The rocket has a mass of 91 tonnes (90 long tons; 100 short tons) and is 24.4 metres (80 ft) tall and 2.5 metres (8.2 ft) in diameter.[12][13]

After the successful launch of the Epsilon first flight (demonstration flight), the improvement plan was decided to handle the planned payloads (ERG and ASNARO-2).[14]

Requirements for the improvement:[14]

  • Apogee ≧ 28700 km (summer launch), ≧ 31100 km (winter launch) of a 365 kg payload
  • Sun-synchronous orbit (500 km) of a ≧ 590 kg payload
  • Larger fairing

Planned characteristics:[14]

  • Height: 26.0 m
  • Diameter: 2.5 m
  • Mass: 95.1 t (Standard) / 95.4 t (Optional 4th stage (post-boost stage))

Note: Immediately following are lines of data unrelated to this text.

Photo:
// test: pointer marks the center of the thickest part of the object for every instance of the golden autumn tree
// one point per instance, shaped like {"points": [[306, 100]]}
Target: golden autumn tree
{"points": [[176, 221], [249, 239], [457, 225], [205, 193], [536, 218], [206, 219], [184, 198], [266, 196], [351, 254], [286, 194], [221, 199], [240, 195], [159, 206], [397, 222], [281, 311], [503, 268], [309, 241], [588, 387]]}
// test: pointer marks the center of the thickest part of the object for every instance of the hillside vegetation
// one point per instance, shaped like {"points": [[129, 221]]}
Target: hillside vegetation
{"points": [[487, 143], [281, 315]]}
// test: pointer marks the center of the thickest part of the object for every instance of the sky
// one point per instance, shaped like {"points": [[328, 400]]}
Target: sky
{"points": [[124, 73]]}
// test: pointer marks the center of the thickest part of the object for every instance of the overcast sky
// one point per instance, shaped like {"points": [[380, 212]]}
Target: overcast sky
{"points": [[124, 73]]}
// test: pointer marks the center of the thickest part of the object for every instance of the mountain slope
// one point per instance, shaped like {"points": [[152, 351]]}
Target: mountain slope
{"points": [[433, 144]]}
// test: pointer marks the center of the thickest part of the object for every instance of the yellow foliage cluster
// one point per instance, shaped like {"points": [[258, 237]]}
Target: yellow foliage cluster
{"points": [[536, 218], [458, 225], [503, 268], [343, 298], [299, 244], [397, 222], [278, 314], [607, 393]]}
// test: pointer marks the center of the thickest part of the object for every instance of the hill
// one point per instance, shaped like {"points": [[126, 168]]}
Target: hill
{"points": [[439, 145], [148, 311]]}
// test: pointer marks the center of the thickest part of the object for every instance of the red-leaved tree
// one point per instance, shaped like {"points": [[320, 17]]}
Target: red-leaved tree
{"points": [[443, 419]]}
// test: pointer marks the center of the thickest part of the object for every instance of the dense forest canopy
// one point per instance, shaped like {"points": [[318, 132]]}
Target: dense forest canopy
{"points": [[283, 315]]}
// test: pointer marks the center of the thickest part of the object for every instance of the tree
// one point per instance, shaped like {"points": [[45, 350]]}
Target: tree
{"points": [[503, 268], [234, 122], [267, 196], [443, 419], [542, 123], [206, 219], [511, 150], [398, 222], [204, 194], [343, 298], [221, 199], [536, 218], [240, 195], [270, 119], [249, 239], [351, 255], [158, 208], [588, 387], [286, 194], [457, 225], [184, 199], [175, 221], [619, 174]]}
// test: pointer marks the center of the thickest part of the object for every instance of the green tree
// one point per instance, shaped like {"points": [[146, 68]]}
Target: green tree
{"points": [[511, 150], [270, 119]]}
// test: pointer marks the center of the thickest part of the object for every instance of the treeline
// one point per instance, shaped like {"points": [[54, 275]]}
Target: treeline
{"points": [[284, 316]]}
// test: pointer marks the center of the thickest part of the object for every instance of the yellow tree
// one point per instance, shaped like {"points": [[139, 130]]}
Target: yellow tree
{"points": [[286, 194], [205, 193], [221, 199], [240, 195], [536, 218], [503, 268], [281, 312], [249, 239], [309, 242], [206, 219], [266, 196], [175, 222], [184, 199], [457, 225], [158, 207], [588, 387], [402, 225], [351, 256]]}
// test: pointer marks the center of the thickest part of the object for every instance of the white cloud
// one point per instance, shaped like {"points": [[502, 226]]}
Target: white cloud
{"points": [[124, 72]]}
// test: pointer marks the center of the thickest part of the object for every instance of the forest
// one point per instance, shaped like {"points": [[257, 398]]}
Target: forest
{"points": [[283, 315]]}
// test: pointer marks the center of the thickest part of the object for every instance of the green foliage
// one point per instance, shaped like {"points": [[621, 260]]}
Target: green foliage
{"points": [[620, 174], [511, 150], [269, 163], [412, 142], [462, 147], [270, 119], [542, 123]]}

Catalog performance according to IHI Aerospace:[15]

  • Low-earth orbit (250 km × 500 km): 1.5 t
  • Sun-synchronous orbit (500 km × 500 km): 0.6 t

Final characteristics:[3][16]

  • Height: 26.0 m
  • Diameter: 2.6 m (max), 2.5 m (fairing)
  • Mass: 95.4 t (Standard) / 95.7 t (Optional)

Launch statistics


Launch history


Epsilon rockets are launched from a pad at the Uchinoura Space Center previously used by Mu rockets. The maiden flight, carrying the SPRINT-A scientific satellite, lifted off at 05:00 UTC (14:00 JST) on September 14, 2013. The launch was conducted at a cost of $38 million.[17]

On August 27, 2013, the first planned launch of the rocket had to be aborted 19 seconds before liftoff because of a botched data transmission. A ground-based computer had tried to receive data from the rocket 0.07 seconds before the information was actually transmitted.[18]

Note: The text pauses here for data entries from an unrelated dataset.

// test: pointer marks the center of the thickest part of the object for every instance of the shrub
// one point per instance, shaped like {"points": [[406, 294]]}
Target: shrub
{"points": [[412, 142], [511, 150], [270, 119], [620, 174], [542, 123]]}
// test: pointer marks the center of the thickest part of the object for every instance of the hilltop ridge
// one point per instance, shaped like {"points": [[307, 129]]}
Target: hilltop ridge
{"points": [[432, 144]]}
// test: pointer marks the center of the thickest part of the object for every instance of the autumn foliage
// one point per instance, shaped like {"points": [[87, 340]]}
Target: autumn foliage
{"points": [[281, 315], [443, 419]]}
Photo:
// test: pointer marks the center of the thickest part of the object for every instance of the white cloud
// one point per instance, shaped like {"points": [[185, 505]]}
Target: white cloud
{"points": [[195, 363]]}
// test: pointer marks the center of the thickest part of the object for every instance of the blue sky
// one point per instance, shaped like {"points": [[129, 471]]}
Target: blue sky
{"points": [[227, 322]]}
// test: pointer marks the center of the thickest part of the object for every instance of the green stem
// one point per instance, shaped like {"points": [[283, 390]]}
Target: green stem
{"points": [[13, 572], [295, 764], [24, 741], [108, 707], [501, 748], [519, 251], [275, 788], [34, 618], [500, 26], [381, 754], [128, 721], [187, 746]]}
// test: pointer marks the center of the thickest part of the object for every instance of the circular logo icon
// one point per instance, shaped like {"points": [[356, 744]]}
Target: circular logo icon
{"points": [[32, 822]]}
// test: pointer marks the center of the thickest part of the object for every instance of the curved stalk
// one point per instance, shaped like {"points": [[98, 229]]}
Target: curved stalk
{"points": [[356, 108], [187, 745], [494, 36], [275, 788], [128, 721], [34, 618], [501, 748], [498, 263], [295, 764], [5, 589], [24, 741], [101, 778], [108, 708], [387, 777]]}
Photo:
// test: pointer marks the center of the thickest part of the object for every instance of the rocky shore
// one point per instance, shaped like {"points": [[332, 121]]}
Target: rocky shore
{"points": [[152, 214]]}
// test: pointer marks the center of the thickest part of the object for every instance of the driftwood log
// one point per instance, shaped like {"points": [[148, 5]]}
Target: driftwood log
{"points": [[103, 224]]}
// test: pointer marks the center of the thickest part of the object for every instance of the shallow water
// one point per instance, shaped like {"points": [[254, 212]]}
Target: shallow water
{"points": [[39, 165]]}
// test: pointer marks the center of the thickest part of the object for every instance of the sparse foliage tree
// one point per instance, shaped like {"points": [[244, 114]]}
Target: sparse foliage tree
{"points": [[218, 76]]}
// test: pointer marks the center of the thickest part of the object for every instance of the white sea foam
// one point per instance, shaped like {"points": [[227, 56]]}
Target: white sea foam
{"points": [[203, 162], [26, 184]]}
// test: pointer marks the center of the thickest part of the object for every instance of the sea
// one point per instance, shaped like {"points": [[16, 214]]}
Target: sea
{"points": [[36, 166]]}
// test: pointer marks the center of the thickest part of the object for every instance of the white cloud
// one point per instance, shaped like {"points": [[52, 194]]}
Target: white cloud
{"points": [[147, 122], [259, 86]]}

The initial version of Epsilon has a payload capacity to low Earth orbit of up to 500 kilograms,[19][20] with the operational version expected to be able to place 1,200 kilograms (2,600 lb) into a 250 by 500 kilometres (160 by 310 mi) orbit, or 700 kilograms (1,500 lb) to a circular orbit at 500 kilometres (310 mi) with the aid of a hydrazine fueled stage.[5]

Planned launches


Sources: Japanese Cabinet[28]

Internet data leak


In November 2012, JAXA reported that there had been a possible leak of rocket data due to a computer virus. JAXA had previously been a victim of cyber-attacks, possibly for espionage purposes.[29] Solid-fuel rocket data potentially has military value,[29] and Epsilon is considered as potentially adaptable to an intercontinental ballistic missile.[30] The Japan Aerospace Exploration Agency removed the infected computer from its network, and said its M-V rocket and H-IIA and H-IIB rockets may have been compromised.[31]